FAS 158 makes it look like the 'funded status' of defined benefit post-employment benefit plans are now transparent. Actually, they are not. To see why, consider the following three transactions:
- Company A purchased 500 shares of its own stock on the open market at $30 per share.
- Company A contributed $1,500 to its defined benefit pension or retiree healthcare plan and instructs the trustee of the plan to purchase 500 shares of Company A stock on the open market.
- Company A contributed 500 shares of its own stock to its defined benefit pension plan.
Transaction #1: Everyone who has taken Accounting 101 (and passed) knows that the 'treasury stock' resulting from the first transaction is presented as a deduction in shareholders' equity on the balance sheet. It would be nonsense to present your own stock as an asset, just because you purchased it back from shareholders.
Transaction #2 and #3: But, very few know that a company can, within limits, report that it is satisfying its pension funding obligations merely by printing stock certificates. That's because FAS 87 and FAS 106 permit the reporting of the 'investment' by the pension trust in Company A stock as an asset–albeit well hidden, because it is netted with the company's pension liability.
What kind of company would fund a pension plan with its own stock? Certainly cash-strapped companies. The effect on employees is to compound their financial risk: as the company goes south, so goes job security and pension security.

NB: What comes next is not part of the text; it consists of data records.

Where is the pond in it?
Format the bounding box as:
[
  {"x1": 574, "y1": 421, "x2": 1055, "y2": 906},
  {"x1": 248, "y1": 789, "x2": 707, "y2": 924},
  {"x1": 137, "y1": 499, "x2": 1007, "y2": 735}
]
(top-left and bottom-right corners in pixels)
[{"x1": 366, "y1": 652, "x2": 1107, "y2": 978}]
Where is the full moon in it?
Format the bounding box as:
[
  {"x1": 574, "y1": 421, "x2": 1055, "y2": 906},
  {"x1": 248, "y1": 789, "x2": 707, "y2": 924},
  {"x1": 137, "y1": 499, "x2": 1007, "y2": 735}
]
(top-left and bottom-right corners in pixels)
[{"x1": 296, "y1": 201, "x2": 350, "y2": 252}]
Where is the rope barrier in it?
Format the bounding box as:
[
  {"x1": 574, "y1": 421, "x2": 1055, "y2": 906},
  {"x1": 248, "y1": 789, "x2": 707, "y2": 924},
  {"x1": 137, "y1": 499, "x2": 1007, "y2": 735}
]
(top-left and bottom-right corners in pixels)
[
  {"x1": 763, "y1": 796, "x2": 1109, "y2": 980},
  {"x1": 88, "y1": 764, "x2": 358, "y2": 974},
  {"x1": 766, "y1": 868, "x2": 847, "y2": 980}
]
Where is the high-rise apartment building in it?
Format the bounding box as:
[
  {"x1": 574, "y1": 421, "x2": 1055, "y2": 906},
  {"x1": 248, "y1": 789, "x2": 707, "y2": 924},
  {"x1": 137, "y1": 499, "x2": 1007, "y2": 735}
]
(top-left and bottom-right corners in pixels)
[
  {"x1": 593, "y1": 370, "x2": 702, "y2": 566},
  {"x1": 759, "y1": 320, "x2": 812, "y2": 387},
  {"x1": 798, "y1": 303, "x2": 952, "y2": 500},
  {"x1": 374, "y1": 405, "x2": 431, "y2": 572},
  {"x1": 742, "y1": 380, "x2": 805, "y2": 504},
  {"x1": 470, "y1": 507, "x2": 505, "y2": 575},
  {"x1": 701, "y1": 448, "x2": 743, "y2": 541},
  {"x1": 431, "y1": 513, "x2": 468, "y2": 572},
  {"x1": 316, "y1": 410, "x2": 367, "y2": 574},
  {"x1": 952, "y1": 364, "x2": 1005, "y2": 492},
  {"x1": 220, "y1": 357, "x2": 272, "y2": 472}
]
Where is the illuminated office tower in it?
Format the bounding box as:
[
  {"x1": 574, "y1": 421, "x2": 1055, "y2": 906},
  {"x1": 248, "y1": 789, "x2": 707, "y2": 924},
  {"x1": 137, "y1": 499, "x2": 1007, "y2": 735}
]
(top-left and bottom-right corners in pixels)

What kind of accounting standard setter would permit such an aburd accounting practice? I'll leave the answer to that one for your own ruminations. But there can be little doubt about the consequences. The favorable accounting treatment allowed companies in trouble to delay their day of reckoning by literally papering over the gap in their pension funding with stock certificates hot off the press. When finally called to account, obligations had become much greater, and assets had become much smaller.